En revanche, je ne trouvai aucune correspondance entre les derniers mots attribués à l’inspecteur Beltran de la police de Sarasota et un quelconque poème écrit par Edgar Allan Poe. Je me demandai si, la fatigue aidant, le passage en question ne m’avait pas échappé, mais j’étais persuadé d’avoir lu avec attention, malgré l’heure tardive. Cette phrase n’était pas tirée de cet ouvrage, voilà tout. « Que Dieu protège mon âme misérable. » Telle était la phrase. Sans doute l’ultime et sincère prière d’un homme qui va se suicider, pensais-je maintenant. Et je rayai Beltran de ma liste, persuadé qu’il était l’auteur de ces paroles de souffrance.

Je relus encore une fois mes notes, en luttant contre le sommeil, et conclus que le cas McCafferty à Baltimore et le cas Brooks à Chicago offraient des similitudes qu’on ne pouvait ignorer. Et je savais ce qu’il me restait à faire le lendemain. J’irais à Baltimore pour essayer d’en apprendre plus.

 

 

Cette nuit-là mon rêve réapparut. Le seul cauchemar récurrent de mon existence. Comme toujours, je rêvais que je marchais sur un immense lac gelé. La glace était bleue, presque noire, sous mes pieds. De tous côtés j’étais au milieu de nulle part, tous les horizons formant une étendue blanche aveuglante et brûlante. Baissant la tête, je continuais d’avancer. J’hésitais en entendant une voix de fille, un appel au secours. Je regardais autour de moi, mais il n’y avait personne. Je pivotais sur mes talons et repartais. Un pas. Deux… Et soudain, la main jaillissait à travers la glace pour me saisir. Elle m’attirait vers le trou qui s’élargissait. M’attirait-elle vers le fond ou essayait-elle de sortir ? Je ne le sais jamais. J’ai fait ce rêve d’innombrables fois, et je ne le sais jamais.

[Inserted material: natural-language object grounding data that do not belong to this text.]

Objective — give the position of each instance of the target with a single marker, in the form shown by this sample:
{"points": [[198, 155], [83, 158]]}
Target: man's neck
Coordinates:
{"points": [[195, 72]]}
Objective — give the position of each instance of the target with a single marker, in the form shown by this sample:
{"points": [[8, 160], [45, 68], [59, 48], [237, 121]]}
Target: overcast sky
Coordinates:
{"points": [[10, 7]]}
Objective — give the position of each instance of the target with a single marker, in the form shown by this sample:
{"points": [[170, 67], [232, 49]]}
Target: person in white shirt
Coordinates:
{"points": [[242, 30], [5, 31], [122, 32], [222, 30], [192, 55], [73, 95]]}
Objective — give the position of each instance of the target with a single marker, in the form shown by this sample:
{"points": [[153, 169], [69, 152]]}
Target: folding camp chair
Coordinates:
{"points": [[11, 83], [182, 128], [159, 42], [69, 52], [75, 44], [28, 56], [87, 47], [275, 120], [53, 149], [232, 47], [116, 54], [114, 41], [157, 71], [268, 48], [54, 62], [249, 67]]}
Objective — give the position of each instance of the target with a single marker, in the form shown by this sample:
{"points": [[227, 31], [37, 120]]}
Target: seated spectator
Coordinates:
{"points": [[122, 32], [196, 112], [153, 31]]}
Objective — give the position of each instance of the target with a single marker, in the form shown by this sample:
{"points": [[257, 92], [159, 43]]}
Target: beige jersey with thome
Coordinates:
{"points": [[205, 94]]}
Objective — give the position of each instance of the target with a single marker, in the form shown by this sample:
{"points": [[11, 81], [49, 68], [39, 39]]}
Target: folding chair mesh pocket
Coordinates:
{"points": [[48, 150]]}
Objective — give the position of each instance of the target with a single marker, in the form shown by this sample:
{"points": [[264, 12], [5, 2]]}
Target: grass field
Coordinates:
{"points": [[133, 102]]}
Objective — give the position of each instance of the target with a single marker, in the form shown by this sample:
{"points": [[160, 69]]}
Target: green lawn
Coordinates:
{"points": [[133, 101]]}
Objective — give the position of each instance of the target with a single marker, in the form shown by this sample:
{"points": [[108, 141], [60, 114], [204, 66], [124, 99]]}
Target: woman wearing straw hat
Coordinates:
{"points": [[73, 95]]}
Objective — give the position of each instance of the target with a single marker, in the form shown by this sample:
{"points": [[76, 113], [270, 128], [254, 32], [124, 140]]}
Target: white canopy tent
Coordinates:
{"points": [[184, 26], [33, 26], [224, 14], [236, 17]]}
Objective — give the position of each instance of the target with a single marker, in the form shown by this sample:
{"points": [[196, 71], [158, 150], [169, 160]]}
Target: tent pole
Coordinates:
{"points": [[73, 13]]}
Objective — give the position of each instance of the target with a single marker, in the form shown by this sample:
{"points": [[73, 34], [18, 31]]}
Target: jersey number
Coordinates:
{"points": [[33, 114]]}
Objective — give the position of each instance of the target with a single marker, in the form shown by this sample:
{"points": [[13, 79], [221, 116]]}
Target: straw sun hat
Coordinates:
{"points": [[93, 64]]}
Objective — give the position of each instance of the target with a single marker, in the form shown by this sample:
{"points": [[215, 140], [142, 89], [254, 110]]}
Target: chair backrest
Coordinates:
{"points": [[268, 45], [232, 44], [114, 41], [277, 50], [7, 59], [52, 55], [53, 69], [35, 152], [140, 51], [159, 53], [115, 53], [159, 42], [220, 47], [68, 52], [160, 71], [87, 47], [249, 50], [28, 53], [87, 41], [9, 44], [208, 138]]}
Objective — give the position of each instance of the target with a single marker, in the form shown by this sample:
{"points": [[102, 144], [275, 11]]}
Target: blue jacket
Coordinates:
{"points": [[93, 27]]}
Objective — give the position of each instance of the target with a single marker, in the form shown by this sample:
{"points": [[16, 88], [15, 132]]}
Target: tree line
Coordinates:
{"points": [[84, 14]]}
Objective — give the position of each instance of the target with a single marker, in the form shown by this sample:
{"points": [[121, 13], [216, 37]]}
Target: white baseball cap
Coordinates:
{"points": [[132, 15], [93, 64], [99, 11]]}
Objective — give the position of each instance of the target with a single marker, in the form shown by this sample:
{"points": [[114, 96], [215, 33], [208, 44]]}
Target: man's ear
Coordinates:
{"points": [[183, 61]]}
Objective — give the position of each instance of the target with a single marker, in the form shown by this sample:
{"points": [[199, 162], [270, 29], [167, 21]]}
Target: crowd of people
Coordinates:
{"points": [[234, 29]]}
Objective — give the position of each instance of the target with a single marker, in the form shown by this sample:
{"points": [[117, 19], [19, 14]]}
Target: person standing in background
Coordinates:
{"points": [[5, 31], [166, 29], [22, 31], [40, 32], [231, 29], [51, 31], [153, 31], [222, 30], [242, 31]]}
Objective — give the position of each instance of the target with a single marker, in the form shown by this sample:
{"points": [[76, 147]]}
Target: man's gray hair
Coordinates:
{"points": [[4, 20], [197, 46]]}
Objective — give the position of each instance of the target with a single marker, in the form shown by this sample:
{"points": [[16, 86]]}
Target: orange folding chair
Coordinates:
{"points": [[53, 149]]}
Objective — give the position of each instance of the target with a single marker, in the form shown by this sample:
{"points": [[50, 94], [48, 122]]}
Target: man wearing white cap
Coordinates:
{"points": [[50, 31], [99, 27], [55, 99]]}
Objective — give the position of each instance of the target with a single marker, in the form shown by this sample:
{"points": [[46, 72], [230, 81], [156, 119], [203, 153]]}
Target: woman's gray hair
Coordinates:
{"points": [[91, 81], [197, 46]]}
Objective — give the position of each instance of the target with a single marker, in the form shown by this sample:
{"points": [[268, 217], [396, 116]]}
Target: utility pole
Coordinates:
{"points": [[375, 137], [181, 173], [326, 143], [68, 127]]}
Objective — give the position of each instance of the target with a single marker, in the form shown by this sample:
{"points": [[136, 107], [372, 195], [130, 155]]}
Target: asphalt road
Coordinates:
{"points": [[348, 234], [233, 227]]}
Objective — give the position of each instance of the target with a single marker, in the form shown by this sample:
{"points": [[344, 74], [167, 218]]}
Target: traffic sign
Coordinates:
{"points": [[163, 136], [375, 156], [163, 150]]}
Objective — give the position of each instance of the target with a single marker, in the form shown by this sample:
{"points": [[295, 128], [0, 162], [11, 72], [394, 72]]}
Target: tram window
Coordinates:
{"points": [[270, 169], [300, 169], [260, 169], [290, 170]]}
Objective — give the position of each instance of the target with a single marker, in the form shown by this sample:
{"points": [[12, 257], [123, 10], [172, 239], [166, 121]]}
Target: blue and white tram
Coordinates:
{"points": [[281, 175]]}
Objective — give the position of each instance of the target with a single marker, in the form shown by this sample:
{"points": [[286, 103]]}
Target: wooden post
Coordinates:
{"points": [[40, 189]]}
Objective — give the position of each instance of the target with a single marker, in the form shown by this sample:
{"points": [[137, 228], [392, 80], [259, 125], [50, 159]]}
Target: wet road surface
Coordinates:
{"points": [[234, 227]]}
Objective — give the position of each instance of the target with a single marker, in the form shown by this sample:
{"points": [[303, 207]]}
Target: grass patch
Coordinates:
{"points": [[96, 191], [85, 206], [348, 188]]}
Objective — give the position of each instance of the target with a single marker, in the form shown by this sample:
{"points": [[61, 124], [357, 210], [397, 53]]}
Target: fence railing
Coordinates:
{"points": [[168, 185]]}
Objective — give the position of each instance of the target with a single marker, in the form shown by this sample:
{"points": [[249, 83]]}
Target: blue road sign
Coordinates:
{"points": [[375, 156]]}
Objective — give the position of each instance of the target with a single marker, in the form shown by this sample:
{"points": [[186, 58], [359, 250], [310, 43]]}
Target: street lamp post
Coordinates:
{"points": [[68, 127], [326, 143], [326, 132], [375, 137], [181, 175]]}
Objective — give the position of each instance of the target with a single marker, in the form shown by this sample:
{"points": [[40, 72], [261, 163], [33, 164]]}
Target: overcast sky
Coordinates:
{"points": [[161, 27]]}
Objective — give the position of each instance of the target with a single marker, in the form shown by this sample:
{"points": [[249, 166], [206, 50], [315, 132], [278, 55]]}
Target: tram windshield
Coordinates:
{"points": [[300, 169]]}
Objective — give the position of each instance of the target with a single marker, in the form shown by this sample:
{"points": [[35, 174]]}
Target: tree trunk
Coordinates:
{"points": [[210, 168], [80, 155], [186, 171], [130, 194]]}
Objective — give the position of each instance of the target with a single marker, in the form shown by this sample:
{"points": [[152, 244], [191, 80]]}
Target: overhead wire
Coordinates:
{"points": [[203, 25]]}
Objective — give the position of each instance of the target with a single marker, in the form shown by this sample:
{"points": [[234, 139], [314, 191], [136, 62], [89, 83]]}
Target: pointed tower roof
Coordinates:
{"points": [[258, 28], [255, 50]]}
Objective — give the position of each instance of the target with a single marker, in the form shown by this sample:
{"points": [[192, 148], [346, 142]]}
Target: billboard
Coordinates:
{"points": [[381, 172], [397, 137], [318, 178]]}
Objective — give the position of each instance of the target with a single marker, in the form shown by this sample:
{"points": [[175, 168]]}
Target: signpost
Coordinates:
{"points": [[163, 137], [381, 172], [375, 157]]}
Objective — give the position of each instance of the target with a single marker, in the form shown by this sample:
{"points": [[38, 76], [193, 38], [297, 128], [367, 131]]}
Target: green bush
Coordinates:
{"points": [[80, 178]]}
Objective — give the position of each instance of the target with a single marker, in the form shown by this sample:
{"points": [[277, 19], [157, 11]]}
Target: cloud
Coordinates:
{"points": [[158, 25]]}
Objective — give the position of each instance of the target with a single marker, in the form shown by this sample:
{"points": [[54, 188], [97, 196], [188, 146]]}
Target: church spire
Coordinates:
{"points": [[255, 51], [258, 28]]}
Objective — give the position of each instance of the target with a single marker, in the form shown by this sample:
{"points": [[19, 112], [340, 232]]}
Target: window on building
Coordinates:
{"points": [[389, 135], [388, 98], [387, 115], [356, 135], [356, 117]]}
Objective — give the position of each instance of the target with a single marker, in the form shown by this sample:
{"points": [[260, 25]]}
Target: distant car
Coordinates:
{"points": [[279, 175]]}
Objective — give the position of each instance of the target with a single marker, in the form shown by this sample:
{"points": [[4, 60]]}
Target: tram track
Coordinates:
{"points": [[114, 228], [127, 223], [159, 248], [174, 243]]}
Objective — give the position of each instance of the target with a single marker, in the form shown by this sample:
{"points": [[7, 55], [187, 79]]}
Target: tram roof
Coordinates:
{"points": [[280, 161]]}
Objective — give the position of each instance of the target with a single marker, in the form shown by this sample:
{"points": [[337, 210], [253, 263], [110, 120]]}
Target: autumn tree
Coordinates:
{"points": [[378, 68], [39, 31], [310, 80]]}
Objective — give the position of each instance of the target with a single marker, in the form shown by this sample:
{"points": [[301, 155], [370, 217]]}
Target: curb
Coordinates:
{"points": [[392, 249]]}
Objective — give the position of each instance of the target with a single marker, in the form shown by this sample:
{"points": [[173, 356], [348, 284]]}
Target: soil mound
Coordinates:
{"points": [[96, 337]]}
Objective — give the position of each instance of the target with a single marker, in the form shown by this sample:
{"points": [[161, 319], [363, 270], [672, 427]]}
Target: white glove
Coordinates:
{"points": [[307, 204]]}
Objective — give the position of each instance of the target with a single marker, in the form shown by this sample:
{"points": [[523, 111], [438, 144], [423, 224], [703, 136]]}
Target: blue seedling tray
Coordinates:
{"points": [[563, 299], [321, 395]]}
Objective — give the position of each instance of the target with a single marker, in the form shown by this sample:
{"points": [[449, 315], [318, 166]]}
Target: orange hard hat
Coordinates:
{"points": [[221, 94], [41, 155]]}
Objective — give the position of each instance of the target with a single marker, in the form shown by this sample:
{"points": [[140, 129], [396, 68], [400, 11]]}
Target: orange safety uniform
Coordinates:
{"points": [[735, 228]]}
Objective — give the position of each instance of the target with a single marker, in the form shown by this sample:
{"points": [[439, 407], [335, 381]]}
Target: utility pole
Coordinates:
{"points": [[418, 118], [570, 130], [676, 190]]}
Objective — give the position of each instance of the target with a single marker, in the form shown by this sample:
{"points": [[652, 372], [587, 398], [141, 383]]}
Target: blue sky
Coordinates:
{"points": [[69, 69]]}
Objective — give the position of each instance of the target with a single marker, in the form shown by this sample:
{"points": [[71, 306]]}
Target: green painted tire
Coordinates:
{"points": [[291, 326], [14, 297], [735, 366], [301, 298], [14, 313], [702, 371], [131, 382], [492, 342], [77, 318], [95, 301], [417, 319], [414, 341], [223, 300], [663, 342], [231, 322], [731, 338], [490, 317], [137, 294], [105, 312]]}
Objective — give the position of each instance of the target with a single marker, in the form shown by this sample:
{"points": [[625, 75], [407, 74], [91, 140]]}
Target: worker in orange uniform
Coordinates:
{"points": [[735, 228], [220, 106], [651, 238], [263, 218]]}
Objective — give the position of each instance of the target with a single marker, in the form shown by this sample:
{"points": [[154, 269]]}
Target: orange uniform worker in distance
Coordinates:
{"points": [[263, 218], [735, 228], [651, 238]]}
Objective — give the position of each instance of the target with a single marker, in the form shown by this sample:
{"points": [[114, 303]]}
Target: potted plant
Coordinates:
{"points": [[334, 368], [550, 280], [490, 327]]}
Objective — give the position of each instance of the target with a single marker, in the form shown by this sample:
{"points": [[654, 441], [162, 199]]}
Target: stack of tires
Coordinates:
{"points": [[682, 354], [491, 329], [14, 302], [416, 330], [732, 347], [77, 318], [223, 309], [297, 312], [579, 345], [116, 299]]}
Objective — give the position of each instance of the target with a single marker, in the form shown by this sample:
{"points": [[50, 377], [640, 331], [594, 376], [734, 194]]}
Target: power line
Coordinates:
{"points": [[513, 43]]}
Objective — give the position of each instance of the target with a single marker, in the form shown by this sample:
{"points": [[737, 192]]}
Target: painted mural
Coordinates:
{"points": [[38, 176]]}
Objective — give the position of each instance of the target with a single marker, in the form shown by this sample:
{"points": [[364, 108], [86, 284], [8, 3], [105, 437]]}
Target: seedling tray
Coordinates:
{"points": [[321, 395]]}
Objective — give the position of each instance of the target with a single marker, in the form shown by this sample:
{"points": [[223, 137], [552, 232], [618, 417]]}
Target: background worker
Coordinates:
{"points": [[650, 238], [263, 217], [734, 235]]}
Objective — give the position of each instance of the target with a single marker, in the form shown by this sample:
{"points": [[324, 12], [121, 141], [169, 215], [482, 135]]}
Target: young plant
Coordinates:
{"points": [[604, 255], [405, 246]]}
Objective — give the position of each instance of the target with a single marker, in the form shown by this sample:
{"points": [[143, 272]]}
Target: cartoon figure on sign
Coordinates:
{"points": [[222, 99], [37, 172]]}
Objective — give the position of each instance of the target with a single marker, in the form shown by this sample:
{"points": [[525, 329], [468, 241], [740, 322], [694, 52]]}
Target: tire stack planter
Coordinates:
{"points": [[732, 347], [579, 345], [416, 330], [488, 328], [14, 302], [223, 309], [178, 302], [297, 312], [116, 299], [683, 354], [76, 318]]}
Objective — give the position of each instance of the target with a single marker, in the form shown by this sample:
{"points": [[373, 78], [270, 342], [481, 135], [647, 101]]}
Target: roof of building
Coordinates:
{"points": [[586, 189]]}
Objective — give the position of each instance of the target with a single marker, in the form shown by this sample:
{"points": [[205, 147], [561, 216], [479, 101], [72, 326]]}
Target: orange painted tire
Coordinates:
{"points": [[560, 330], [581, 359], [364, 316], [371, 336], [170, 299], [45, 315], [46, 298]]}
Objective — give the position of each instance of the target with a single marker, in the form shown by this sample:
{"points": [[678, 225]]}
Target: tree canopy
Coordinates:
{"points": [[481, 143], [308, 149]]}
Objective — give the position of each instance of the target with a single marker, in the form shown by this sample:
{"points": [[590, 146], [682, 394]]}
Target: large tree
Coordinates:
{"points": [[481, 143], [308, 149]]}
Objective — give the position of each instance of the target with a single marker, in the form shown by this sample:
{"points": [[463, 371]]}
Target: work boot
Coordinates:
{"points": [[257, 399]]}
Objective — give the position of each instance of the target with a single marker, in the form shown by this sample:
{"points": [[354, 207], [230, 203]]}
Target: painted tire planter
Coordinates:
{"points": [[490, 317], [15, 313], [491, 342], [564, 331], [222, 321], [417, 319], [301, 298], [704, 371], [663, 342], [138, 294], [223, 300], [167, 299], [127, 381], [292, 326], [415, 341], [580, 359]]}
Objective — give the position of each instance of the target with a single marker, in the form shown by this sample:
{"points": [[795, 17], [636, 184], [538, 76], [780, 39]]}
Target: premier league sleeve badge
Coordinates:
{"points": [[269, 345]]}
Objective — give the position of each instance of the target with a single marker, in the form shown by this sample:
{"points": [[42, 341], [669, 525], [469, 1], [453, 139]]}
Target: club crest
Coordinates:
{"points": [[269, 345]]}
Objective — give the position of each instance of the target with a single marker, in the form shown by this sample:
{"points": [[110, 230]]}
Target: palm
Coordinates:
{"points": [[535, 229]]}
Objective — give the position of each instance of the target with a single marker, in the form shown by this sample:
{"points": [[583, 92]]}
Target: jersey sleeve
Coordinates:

Je ne voyais que la main et le bras fluet sortant de l’eau noire. Je savais que cette main représentait la mort. Je me réveillai.

Les lumières et la télévision étaient toujours allumées. Je me redressai et regardai autour de moi sans comprendre d’abord, puis me rappelant où j’étais, et pourquoi. J’attendis que les frissons soient passés pour me lever. J’éteignis la télévision et me dirigeai vers le minibar, brisai le scellé et ouvris la porte. Je choisis une petite bouteille d’Amaretto que je vidai sans prendre de verre. Je la notai sur la petite liste des consommations. Six dollars. J’étudiai la liste et les prix exorbitants, juste pour m’occuper l’esprit.

Au bout d’un moment, je sentis que l’alcool commençait à me réchauffer. Assis sur mon lit, je jetai un coup d’œil au réveil. 4 heures 45. Il fallait que je me recouche. J’avais besoin de dormir. Je me glissai sous les draps et repris le livre posé sur la table de chevet. Je relus « Le lac ». Mes yeux ne pouvaient se détacher de ces deux lignes.

 

La mort se cachait dans cette vague empoisonnée

Et son abîme offrait une tombe appropriée.

 

Finalement, l’épuisement eut raison de mes pensées confuses. Je reposai le livre et replongeai dans le cocon de mon lit. Et je dormis d’un sommeil de mort.